If you read my post on triglycerides you will remember that carbohydrates get broken down into simple sugars (glucose) for use as instant energy. When your cells have absorbed all the glucose that they need, a process that is facilitated by insulin, the gatekeeper hormone, the excess is converted to glycogen via the liver. Glycogen is insulin’s antagonist in that it releases fatty acids from storage in response to protein and hunger, and acts to normalize energy levels.

Insulin is also very important for muscle gain (many bodybuilders artificially inject insulin to gain mass), but if you are constantly causing an insulin response by consuming lots of carbohydrates, you run the risk of developing insulin resistance.

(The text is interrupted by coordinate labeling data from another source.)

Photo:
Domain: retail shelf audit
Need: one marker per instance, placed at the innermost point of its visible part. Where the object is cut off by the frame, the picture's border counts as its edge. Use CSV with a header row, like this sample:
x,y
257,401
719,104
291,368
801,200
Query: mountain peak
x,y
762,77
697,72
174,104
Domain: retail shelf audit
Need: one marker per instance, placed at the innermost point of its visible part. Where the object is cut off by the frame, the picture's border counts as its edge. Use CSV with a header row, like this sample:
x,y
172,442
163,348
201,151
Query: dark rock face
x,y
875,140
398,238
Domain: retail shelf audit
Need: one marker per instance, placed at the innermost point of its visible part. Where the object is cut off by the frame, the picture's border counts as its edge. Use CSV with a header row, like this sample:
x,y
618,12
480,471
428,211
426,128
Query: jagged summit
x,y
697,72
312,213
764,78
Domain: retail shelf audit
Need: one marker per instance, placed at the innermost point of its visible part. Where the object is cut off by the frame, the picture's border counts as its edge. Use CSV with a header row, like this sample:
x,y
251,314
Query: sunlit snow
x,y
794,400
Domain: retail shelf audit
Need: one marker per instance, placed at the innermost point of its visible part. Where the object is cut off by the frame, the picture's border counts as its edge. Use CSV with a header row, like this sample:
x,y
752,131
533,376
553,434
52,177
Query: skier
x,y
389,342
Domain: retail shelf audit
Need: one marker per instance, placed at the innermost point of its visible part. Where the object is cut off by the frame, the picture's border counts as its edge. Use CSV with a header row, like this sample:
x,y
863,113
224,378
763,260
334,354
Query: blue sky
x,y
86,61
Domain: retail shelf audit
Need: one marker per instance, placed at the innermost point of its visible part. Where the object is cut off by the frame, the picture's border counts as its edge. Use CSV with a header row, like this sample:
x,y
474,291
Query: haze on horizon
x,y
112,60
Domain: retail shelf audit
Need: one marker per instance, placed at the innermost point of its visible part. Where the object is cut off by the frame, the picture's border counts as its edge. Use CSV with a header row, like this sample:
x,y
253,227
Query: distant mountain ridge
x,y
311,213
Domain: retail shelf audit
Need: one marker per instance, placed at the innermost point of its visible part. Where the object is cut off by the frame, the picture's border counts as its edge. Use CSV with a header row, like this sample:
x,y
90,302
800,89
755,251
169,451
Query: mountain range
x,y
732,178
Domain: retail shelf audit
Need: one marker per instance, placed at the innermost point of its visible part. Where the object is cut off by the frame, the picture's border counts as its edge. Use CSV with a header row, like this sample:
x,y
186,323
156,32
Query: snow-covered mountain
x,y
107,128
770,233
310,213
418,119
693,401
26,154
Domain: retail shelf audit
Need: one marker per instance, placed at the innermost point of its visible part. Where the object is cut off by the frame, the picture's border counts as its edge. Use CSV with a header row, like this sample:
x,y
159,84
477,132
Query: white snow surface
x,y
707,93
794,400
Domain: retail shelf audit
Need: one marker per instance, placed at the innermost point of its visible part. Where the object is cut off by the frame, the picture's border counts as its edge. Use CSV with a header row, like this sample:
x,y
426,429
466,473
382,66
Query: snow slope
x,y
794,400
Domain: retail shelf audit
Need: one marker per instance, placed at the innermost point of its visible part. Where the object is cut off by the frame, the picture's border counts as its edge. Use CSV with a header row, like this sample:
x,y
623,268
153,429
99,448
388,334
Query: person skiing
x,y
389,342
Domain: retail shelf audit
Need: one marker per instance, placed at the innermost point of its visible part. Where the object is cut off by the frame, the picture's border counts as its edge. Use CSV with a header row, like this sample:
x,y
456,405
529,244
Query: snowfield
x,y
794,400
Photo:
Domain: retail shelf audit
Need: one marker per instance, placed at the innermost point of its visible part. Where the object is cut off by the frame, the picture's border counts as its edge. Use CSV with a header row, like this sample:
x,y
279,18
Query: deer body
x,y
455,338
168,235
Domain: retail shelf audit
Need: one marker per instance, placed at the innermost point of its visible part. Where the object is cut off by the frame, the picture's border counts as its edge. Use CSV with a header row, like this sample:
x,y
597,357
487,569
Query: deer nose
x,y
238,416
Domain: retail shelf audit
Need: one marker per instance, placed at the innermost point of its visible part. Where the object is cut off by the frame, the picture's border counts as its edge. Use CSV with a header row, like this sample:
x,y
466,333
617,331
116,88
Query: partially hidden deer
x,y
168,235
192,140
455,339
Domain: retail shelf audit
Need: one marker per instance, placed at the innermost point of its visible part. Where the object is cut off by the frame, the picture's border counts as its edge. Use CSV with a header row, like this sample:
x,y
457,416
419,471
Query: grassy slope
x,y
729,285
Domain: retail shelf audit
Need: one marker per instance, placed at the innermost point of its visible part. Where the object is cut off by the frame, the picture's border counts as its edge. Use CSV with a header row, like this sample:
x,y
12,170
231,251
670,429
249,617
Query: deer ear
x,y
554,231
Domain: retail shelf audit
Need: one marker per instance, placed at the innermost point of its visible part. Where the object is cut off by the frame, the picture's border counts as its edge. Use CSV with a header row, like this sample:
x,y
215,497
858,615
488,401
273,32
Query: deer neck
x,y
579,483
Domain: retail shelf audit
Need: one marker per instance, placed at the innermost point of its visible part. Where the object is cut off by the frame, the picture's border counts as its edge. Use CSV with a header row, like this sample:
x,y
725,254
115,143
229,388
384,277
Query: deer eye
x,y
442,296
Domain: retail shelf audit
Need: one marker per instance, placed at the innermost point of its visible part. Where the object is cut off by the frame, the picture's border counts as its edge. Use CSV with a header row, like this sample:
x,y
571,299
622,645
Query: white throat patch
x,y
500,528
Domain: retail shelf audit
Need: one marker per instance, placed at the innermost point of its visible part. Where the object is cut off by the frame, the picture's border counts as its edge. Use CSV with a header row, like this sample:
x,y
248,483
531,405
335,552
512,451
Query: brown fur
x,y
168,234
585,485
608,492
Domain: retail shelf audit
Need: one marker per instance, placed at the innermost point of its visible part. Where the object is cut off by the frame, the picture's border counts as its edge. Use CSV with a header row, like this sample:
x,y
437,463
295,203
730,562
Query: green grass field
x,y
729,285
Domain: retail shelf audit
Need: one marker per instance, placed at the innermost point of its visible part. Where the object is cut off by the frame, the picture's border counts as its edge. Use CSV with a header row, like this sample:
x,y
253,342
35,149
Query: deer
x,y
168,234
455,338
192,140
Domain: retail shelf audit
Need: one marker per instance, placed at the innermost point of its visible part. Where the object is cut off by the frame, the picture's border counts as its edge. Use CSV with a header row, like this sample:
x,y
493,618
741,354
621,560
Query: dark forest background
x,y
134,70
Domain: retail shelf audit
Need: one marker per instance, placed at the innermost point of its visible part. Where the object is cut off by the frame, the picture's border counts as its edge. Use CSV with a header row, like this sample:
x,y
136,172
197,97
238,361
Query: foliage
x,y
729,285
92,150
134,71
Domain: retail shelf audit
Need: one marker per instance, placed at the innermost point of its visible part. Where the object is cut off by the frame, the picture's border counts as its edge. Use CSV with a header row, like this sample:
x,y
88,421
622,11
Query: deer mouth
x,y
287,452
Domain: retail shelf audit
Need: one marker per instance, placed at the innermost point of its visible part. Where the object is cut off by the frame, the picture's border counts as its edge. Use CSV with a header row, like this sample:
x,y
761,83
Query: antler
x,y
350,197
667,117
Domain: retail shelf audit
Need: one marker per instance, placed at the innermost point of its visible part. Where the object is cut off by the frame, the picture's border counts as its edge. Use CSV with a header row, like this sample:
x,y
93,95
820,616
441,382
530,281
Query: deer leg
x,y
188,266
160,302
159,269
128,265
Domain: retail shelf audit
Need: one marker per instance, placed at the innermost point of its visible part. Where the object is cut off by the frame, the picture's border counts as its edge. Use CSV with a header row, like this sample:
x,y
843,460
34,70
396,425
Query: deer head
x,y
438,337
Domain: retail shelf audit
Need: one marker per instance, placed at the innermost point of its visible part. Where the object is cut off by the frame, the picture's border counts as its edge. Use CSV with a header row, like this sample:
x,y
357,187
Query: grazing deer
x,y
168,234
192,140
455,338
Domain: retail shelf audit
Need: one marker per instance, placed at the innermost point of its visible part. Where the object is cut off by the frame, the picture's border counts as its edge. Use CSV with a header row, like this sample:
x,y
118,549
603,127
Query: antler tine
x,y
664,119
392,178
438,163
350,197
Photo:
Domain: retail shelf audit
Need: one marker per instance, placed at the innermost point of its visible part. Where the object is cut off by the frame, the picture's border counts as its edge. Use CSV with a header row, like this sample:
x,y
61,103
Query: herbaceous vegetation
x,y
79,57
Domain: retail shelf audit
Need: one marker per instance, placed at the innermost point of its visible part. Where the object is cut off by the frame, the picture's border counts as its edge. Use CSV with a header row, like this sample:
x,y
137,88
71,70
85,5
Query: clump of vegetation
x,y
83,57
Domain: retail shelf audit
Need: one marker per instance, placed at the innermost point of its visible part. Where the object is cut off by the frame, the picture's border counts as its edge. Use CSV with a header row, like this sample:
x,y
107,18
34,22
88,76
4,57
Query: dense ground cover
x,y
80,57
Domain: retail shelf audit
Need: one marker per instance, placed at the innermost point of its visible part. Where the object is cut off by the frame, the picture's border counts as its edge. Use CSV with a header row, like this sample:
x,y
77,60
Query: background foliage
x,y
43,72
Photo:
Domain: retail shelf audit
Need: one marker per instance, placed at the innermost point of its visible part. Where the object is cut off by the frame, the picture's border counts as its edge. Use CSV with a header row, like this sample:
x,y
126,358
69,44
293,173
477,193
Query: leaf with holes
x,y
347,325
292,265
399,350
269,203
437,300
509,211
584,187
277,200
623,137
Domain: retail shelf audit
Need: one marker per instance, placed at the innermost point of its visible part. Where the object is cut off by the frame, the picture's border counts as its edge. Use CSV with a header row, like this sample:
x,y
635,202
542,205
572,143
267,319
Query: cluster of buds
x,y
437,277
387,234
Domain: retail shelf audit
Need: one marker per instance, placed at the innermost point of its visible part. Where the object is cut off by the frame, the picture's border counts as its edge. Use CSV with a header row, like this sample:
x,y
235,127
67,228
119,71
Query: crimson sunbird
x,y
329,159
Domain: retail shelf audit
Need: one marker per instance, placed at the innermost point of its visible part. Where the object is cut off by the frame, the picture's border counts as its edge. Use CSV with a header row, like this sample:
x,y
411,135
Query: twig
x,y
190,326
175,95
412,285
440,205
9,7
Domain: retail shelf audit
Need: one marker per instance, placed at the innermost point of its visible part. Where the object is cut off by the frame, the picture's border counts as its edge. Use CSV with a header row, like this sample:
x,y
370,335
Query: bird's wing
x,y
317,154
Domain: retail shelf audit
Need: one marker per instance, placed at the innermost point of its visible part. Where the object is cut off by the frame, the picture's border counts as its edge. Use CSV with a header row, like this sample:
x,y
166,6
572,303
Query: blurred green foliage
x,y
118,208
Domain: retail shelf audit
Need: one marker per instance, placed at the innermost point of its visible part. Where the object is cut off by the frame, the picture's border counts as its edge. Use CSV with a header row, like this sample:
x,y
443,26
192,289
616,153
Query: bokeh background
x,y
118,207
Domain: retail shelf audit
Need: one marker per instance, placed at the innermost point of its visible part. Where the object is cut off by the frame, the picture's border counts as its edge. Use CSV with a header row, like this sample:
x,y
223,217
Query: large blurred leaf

Like many processes in out bodies, insulin has an effectiveness threshold, a level at which our bodies perform optimally. The mechanism is analogous drug tolerance, and why drug addicts never again reach the pleasure if their first high with out significantly increasing the intake levels. Our bodies are very quick at adapting to over stimulation, and if insulin is constantly in your blood stream, your cells develop a resistance. Your body tries to counter act this by pumping more insulin into your blood stream.

Why is this bad?

When too much insulin is in your blood stream, and resistance occurs, nothing gets into or out of your cells. This means that all the glucose from the carbs you keep consuming is turned directly into glycogen. Since glycogen stores have limited space in your muscles and liver, the extra glycogen is converted to fat, which has unlimited storage space (especially in the abdomen and love-handles). Furthermore, with nothing getting into, and more importantly, out of your cells, your body can not get at the fat it has already stored for use as energy, and thus tells you to eat more carbohydrates. It’s a vicious cycle, but one that you can get out of.

You have to learn how to control the insulin response to some degree. If you can decrease the amount of sugar you dump into our blood, thereby decreasing the size of the peak in blood glucose levels, the insulin response will decrease accordingly. By leveling off the peaks and valleys in insulin during the day you’ll be able to exit that ‘hunger rollercoaster’ that plagues millions, and reduce your risk of developing insulin resistance.

So how do I manage my insulin levels?

  • Lower your carbohydrate intake and CUT THE SUGAR! I can not stress this enough. If you want to lose fat, and increase your insulin sensativity, this must be your first step.
  • Choose your carbohydrates wisely. Leafy green plants, and other vegetables that are high in fiber do not trigger a large insulin response.
  • Eat carbohydrates in conjunction with fats and protein. Both fat and protein do not cause much of an insulin response and will slow it’s release.
  • Get some good sleep!

Chronic high blood pressure, prolonged exposure to low level stress, and lack of sleep all impair tissue sensitivity to insulin. Understanding the relationship between insulin and glycogen is important for understanding why fat loss while maintaining a high carbohydrate diet is nearly impossible. Hopefully you now have a better grasp on what happens when you eat that twinkie, and why saying “it goes straight to my hips” is not just a figure of speech.

If you have further questions, head over to the Ask a Question page and leave one.

Fun fact: Have you ever noticed how long distance runners, while usually very trim, never really get “six pack” abs? This is because the layer of fat around the abdomen is typically cause by increased cortisol levels, a stress hormone that is triggered by lack of sleep and over training.